Air Force Gen. John Gordon, the CIA's deputy director, told a gathering of investment professionals this week that Osama bin Laden, the exiled Saudi millionaire suspected of planning the embassy bombings in Kenya and Tanzania, is likely to strike again.
``A clear danger in the months ahead is that bin Laden, his allies or his sympathizers will strike again,'' Gordon said.
Gordon's comments echoed warnings made by other U.S. officials after the U.S. cruise missile strikes on alleged terrorist targets linked by U.S. intelligence to bin Laden.

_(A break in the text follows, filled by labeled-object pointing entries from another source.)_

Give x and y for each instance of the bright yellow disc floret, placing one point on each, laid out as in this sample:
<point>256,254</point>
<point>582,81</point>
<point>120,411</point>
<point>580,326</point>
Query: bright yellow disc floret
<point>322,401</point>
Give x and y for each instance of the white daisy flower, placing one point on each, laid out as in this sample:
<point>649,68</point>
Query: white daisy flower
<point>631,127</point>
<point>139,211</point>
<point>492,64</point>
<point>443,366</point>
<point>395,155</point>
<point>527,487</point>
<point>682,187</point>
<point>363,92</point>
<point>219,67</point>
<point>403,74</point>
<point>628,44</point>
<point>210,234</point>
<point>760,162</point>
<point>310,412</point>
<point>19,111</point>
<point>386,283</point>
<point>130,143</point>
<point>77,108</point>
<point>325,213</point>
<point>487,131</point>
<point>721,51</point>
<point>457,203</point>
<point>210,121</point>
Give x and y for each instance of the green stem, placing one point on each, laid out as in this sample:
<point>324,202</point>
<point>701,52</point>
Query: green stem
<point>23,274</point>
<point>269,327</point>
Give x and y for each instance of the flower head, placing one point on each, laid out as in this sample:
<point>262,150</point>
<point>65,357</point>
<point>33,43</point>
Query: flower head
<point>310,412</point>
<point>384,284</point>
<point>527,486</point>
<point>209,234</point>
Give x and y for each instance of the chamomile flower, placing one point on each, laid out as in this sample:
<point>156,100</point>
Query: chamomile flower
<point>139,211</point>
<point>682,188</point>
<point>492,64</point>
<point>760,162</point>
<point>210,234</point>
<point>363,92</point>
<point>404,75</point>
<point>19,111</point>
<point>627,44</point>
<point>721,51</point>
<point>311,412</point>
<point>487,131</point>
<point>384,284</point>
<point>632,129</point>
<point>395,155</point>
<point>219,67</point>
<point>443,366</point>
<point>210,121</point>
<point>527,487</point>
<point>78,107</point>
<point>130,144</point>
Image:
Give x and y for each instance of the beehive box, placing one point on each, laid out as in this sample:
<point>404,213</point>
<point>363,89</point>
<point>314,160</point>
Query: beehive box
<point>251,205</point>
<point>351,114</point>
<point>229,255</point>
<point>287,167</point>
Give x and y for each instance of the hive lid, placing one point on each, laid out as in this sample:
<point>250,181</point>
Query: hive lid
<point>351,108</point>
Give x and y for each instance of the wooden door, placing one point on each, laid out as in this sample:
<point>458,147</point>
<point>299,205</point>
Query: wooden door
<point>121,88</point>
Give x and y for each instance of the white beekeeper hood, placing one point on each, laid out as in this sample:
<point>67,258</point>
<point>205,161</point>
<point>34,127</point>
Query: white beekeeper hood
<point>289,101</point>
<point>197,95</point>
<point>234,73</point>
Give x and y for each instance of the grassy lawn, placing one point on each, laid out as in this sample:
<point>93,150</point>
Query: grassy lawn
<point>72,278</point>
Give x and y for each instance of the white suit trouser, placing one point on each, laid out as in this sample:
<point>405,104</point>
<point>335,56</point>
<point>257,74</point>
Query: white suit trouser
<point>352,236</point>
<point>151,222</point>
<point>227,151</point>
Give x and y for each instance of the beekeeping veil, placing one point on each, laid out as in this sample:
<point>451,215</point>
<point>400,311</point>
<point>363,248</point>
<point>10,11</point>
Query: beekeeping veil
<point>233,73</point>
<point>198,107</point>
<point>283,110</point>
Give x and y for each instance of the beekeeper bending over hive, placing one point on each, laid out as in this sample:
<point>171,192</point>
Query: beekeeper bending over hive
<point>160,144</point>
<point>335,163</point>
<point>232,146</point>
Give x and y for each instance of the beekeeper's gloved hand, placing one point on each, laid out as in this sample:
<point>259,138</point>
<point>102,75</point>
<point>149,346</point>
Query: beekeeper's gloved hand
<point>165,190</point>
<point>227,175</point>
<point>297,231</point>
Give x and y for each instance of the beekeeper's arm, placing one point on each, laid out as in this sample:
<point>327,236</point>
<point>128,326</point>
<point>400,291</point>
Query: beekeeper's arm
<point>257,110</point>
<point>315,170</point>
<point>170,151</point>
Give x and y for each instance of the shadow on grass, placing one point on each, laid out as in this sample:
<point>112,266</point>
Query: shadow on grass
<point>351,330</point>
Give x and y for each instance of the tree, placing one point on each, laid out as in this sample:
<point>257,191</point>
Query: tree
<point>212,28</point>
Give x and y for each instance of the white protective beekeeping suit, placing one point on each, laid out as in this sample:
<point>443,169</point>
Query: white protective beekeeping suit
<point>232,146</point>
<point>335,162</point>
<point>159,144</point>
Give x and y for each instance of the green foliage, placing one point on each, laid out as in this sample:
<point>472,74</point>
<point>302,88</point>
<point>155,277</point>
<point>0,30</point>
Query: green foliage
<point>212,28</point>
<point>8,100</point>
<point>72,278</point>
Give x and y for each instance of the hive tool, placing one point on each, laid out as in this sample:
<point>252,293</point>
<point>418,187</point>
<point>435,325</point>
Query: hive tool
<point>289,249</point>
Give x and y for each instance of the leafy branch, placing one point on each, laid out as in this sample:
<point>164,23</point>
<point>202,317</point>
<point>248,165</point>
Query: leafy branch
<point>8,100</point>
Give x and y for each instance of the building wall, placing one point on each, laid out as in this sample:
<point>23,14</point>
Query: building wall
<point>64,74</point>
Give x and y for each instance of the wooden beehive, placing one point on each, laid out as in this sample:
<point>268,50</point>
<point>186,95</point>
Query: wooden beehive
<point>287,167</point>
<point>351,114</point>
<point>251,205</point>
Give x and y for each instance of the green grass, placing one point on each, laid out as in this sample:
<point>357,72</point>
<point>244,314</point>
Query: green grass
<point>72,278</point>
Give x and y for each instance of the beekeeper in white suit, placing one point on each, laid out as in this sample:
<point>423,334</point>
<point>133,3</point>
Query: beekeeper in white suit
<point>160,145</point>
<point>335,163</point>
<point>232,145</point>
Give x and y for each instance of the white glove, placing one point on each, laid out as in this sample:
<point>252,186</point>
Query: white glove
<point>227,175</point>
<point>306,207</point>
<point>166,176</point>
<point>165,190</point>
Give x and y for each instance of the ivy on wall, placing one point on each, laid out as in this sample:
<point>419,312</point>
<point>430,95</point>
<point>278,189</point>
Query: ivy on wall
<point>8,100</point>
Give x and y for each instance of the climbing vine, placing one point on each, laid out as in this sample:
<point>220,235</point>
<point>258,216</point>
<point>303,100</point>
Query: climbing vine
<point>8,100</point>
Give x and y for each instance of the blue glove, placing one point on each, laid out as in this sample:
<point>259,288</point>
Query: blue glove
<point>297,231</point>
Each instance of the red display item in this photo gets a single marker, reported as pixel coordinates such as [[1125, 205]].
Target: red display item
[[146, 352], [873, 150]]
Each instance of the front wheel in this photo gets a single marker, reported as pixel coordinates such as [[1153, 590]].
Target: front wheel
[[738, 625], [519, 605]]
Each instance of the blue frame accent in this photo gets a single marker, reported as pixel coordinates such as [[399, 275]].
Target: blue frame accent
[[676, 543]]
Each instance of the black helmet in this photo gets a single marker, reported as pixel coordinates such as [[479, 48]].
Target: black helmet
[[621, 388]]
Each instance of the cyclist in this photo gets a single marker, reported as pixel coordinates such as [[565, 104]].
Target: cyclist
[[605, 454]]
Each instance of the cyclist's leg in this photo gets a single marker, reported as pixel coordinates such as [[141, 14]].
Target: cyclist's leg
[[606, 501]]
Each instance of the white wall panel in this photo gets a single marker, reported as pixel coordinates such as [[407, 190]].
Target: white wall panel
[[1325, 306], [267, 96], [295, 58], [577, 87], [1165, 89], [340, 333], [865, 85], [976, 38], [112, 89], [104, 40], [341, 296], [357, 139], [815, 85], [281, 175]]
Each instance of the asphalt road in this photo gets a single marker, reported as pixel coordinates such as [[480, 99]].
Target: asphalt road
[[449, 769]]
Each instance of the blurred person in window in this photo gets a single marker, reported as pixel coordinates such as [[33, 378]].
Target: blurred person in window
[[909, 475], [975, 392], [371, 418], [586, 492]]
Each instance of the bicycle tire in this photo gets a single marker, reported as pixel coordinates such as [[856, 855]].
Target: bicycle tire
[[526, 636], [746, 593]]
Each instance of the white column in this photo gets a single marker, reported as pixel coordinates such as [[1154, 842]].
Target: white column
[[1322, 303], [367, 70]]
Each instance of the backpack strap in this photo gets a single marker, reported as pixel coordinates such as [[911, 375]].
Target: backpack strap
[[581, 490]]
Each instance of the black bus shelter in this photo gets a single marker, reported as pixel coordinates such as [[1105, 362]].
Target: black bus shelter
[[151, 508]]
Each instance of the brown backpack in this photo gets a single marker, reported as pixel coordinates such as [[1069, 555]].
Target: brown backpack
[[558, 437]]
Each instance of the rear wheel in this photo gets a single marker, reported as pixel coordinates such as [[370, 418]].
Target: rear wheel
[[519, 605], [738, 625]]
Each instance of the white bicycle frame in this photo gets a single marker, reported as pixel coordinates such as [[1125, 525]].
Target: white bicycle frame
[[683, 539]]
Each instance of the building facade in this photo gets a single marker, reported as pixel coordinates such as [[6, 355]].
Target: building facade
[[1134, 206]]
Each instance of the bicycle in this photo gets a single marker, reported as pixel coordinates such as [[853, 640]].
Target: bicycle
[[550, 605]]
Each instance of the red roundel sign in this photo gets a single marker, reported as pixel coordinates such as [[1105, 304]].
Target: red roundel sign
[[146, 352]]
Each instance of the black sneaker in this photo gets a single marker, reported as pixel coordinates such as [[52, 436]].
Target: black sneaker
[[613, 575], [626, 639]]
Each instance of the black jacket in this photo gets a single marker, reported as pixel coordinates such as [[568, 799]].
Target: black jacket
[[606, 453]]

A special unit within the CIA's Counter-Terrorism Center has been tracking bin Laden for more than two years. Since the Aug. 7 bombings, Gordon said, the CIA has received 300 tips pointing to possible terrorist actions by the bin Laden organization. These included 215 aimed at ``official U.S. governmental facilities, as well as U.S. commercial, tourist, cultural and nongovernmental facilities.''
U.S. intelligence and law enforcement agencies, Gordon said, ``have pre-empted additional attacks'' planned by bin Laden, ``and we have disrupted more elements of his network.''
Gordon said the CIA's special unit ``pulled out every stop'' to track bin Laden but ``we could not predict the location and time of his attack.'' The effort, however, ``gave us the wherewithal to determine his central role within days of the African bombings'' and ``laid the groundwork for his eventual capture.''
Federal prosecutors said Thursday they believe bin Laden would go almost anywhere to expand his campaign of terror against the United States. The exiled Saudi millionaire centered his operation in Sudan but allegedly set up cells in Kenya, Tanzania, Britain and even the United States. Prosecutors say he made deals with like-minded groups in Iran, Egypt, Saudi Arabia, Yemen and Somalia.
Prosecutors on Wednesday unsealed a 238-count indictment that charges bin Laden and Muhammad Atef, the alleged military commander of the terrorist organization, with murder and conspiracy in the bombings. They also offered a record $5 million reward for bin Laden's capture. If convicted, the two men could be sentenced to death.
The indictment outlines the wide and unnerving scope of bin Laden's alleged influence, extending even into an office in the New York City borough of Brooklyn that aided refugees from the war in Afghanistan in the 1980s, prosecutors said.
Gordon said he was confident that bin Laden would eventually be arrested and brought to justice. Gordon spoke Thursday in a speech sponsored by Charles Schwab's Washington Research Group.